Tot ongeveer eind oktober 2014 woonde verdachte boven [naam 2] . Tot die tijd overhandigde ik hem het geld daar. Daarna was verdachte verdwenen. Hij zat toen in Helmond bij een vriend. (…) In die tijd moest ik het geld in Helmond afgeven in café “ [naam 3] ”, waar ik [verdachte] dan trof.
Daarna is verdachte naar Eindhoven gegaan. In december 2014 en januari 2015 heb ik het geld aan hem overgedragen op het station in Eindhoven.
Al in november 2014 had ik zelf geen geld meer. Ik ben toen bij anderen geld gaan lenen en heb dit geld aan verdachte gegeven. Ik heb ook aan verdachte verteld dat ik geld bij anderen leende.
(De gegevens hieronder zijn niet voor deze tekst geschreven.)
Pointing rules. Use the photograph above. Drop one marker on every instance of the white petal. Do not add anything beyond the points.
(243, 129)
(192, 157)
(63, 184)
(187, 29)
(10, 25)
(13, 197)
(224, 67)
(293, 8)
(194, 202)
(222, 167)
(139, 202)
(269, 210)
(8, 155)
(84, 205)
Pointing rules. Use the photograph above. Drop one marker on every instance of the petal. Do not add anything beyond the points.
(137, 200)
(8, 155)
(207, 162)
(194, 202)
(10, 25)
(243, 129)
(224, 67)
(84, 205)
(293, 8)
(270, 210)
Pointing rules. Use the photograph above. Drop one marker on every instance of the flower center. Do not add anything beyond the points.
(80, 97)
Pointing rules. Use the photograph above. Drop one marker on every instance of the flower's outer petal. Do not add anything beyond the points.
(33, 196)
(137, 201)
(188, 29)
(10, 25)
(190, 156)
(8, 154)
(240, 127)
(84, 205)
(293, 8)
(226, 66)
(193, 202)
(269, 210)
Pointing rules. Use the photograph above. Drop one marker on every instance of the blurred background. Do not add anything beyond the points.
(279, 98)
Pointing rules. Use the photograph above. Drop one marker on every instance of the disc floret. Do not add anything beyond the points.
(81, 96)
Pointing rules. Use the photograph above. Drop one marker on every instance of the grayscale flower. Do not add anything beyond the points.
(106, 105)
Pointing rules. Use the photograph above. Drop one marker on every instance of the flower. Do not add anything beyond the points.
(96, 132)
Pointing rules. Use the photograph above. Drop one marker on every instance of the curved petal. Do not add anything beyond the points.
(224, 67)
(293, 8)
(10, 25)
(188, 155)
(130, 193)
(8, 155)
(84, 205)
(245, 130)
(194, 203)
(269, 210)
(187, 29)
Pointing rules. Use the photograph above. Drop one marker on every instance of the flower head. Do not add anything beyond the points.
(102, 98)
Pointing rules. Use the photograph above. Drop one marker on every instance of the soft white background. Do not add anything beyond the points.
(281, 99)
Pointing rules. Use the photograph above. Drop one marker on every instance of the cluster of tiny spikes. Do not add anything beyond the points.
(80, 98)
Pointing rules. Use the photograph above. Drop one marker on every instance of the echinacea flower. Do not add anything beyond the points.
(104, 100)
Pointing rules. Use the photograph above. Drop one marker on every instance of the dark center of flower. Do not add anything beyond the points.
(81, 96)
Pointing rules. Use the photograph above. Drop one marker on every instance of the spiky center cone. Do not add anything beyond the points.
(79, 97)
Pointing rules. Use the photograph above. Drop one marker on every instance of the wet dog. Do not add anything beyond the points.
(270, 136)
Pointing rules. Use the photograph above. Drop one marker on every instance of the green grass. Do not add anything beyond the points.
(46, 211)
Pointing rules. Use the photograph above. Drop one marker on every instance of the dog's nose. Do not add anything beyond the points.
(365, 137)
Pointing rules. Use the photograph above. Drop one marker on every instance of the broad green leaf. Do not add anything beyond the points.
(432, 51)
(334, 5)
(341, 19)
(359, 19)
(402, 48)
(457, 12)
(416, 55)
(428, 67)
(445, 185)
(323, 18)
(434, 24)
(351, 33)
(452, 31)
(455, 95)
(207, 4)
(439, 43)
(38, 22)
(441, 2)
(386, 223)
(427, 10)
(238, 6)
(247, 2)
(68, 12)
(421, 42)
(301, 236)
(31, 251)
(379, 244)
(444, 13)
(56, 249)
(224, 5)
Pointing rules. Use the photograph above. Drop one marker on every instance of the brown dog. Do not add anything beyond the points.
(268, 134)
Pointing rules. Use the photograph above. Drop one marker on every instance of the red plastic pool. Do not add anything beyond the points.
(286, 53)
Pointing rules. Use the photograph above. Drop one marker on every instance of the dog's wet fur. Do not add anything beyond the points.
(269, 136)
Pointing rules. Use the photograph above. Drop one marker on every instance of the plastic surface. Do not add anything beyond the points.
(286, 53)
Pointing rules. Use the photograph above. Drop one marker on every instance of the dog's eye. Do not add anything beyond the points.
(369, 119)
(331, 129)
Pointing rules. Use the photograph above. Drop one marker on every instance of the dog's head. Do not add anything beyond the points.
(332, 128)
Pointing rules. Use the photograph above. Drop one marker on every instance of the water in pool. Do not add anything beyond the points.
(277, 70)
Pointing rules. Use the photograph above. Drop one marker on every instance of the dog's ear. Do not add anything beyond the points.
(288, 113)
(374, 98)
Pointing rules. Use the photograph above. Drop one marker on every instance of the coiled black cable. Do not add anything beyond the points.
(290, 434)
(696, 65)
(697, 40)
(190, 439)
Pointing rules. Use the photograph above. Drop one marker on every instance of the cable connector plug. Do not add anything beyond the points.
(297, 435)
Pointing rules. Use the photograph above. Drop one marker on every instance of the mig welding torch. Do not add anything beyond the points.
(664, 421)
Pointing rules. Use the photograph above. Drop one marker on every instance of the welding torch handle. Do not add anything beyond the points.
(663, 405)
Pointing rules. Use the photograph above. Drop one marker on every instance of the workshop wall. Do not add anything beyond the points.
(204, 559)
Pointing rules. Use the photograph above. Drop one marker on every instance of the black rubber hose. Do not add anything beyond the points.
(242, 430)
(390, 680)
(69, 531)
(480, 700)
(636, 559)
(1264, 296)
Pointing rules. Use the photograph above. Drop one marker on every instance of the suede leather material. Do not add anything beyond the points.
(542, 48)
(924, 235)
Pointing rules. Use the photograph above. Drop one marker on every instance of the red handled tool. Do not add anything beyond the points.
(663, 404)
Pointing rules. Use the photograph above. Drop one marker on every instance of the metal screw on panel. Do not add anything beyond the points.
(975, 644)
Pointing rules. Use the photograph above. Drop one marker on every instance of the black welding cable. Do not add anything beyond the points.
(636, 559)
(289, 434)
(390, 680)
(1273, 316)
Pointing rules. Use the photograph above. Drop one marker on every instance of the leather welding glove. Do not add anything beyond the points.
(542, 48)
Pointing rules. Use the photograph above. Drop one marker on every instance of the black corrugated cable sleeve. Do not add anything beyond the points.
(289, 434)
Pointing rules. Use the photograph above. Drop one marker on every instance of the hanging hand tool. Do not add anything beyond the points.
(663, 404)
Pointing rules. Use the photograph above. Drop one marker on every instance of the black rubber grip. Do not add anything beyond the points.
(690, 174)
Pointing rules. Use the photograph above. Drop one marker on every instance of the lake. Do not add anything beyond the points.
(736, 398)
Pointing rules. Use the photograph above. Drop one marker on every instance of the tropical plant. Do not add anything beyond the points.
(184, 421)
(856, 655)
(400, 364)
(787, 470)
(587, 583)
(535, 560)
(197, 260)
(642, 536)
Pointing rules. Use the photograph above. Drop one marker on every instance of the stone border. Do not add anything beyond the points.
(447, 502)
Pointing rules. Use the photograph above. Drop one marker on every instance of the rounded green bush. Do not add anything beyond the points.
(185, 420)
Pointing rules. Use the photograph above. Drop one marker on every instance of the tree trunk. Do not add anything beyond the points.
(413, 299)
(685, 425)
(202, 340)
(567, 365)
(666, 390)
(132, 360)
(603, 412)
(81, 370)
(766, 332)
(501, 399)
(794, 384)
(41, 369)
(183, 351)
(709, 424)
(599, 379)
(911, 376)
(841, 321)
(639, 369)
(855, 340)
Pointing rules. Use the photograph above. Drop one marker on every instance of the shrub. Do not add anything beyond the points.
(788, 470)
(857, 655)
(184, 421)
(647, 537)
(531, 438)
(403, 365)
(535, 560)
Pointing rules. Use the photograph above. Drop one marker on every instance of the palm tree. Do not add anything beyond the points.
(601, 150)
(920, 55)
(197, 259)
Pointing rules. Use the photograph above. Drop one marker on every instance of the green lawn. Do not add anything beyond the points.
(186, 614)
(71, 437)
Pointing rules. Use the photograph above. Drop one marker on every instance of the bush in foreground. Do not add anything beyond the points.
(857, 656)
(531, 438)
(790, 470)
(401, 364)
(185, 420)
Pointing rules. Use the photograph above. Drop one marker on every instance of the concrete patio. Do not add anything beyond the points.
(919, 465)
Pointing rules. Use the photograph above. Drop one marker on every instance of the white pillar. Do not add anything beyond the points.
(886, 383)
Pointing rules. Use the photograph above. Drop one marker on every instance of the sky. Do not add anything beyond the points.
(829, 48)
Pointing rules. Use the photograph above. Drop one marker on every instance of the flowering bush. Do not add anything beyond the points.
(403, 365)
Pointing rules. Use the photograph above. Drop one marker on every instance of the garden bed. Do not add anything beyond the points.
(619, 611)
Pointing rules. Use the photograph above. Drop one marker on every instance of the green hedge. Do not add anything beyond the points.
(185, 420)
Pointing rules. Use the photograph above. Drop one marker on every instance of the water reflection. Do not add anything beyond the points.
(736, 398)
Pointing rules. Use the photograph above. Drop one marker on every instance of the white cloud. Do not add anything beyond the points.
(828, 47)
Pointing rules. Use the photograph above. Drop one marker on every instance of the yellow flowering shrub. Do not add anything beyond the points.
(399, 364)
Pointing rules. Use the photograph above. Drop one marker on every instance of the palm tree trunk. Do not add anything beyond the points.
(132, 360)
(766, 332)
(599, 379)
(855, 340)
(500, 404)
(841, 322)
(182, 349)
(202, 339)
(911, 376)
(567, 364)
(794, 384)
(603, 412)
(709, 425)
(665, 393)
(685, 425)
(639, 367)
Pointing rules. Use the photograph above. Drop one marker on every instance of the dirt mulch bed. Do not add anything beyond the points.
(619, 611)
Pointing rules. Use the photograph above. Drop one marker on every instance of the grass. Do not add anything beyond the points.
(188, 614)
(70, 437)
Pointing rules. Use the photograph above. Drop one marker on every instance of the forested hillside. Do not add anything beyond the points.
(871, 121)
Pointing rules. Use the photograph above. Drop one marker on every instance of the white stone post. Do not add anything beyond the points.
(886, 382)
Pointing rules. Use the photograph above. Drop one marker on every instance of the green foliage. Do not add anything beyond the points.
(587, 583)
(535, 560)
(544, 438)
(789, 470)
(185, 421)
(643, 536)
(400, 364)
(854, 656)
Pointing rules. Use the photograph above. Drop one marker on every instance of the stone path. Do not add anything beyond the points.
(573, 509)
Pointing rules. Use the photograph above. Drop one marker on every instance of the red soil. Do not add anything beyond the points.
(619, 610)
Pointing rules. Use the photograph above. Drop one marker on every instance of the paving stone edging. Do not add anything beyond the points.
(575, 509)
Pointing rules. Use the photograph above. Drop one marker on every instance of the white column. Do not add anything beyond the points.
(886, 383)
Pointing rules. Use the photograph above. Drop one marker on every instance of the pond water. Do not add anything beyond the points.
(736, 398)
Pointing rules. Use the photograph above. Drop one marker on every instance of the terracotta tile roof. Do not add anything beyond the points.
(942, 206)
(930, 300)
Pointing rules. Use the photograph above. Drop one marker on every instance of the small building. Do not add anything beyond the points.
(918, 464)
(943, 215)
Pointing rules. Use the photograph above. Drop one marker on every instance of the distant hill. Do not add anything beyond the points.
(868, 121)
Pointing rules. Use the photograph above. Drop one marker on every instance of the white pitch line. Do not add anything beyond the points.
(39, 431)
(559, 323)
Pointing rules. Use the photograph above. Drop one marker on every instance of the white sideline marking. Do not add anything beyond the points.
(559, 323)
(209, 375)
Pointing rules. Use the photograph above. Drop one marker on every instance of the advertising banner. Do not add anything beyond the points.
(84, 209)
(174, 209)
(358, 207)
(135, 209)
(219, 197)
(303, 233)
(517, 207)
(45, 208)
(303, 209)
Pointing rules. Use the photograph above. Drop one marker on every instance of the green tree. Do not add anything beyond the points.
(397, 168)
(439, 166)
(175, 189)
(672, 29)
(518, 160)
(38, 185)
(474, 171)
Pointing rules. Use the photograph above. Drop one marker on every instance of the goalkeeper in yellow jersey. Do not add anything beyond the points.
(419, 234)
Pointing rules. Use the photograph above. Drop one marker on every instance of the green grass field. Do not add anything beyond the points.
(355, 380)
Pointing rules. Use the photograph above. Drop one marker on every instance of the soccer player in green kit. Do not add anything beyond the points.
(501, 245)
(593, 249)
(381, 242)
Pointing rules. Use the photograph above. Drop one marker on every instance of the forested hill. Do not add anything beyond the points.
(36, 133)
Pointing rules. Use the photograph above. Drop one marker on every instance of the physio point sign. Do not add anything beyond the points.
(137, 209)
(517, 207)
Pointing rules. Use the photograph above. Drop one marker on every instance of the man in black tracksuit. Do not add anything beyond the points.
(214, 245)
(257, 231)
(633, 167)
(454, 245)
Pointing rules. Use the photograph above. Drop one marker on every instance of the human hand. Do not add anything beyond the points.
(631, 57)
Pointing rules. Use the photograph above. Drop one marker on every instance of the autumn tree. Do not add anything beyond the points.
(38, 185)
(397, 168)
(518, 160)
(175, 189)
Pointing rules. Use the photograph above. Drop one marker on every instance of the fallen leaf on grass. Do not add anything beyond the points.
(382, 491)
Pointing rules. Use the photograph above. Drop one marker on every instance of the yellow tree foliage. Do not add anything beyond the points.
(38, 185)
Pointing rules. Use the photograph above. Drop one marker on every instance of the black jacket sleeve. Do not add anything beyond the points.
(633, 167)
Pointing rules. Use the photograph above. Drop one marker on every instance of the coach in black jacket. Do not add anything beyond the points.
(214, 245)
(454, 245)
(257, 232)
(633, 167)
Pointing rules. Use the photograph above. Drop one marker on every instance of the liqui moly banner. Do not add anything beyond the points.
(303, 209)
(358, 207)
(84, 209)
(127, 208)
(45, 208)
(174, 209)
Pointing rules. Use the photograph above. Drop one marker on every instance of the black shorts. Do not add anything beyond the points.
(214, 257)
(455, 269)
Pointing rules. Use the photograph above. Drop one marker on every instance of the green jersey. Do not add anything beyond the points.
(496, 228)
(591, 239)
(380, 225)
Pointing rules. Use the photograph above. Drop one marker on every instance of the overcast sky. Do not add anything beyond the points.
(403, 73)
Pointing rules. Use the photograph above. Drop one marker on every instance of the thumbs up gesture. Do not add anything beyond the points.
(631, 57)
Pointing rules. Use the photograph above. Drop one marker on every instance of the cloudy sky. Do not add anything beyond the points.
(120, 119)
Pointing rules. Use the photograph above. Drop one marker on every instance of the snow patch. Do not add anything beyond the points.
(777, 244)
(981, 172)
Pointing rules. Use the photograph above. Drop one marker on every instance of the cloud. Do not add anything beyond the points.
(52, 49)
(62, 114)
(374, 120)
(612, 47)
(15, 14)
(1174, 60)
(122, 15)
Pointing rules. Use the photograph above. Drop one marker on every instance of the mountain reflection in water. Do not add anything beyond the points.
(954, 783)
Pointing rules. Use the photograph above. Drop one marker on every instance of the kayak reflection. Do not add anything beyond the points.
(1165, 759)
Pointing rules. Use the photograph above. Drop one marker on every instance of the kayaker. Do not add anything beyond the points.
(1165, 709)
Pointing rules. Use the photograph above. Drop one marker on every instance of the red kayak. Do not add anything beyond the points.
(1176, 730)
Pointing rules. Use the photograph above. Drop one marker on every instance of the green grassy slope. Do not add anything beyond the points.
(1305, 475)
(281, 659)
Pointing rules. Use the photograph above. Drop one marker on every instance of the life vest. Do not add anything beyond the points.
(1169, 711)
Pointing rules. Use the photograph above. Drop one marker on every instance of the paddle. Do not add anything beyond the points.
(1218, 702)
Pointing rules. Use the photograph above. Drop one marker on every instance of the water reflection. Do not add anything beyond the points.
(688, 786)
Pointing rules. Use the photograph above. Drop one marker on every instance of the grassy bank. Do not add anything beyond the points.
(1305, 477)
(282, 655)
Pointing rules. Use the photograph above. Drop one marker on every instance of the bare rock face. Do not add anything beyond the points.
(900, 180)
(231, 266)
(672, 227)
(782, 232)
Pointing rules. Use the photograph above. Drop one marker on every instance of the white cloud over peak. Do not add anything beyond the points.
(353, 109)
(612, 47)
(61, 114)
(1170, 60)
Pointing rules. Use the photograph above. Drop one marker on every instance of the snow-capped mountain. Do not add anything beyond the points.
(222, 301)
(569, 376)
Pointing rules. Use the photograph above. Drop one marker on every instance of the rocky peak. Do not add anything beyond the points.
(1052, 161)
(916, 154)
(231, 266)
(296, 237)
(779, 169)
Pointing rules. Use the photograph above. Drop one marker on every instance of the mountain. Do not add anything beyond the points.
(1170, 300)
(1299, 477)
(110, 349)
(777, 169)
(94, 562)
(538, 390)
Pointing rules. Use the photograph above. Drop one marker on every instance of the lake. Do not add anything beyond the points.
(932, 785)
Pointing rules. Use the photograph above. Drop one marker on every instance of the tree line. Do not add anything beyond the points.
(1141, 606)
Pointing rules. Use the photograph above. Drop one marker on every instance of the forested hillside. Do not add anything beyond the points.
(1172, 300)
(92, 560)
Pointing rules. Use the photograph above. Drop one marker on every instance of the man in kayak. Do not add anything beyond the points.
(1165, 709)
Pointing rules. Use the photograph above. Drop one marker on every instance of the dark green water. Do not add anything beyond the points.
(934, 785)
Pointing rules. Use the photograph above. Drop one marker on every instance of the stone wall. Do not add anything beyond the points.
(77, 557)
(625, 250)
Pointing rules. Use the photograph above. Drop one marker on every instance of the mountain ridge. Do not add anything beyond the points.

Hij bleef mij geruststellen dat het allemaal goed zou komen.
Op 18 januari 2015 ontving ik een sms-bericht van verdachte. Hij stuurde mij de volgende tekst: “Als je 390,00 kunt krijgen voor 14:00 uur, kun je tot 10.000 terug beloven. En vandaag nog uitbetalen. Je kunt deze sms ook laten zien ter bevestiging kunnen ze mij bellen.”
(…)
Ik was er namelijk van overtuigd dat het verhaal van verdachte klopte en dat ik snel door hem financieel geholpen zou worden.
Na het laatste sms-bericht van verdachte en het gesprek met mijn ouders, ging ik beseffen dat het verhaal van verdachte niet klopte en dat ik door hem ben opgelicht.
Mijn vader heeft gereageerd op het laatste sms-bericht van verdachte met de volgende tekst: “wil je mij niet meer contacten alleen met 10.000 euro”.
Verdachte heeft hierna nergens meer op gereageerd.
In totaal ben ik voor 9640,00 euro benadeeld.
Proces-verbaal aangifte [benadeelde 7] , zakelijk weergegeven:
Het incident vond plaats tussen 19 juli 2013 en 5 september 2013.
Ik doe aangifte van oplichting door [verdachte] . Hij heeft mij door een samenweefsel van verdichtsels bewogen tot het afgeven van geld met het oogmerk zichzelf te bevoordelen.
Ik ken verdachte omdat hij in hetzelfde appartementencomplex woonde als ik, te weten aan de [adres 3] te Eindhoven.
Op 17 juli 2013 kwam verdachte naar mij toe in de galerij van de woning.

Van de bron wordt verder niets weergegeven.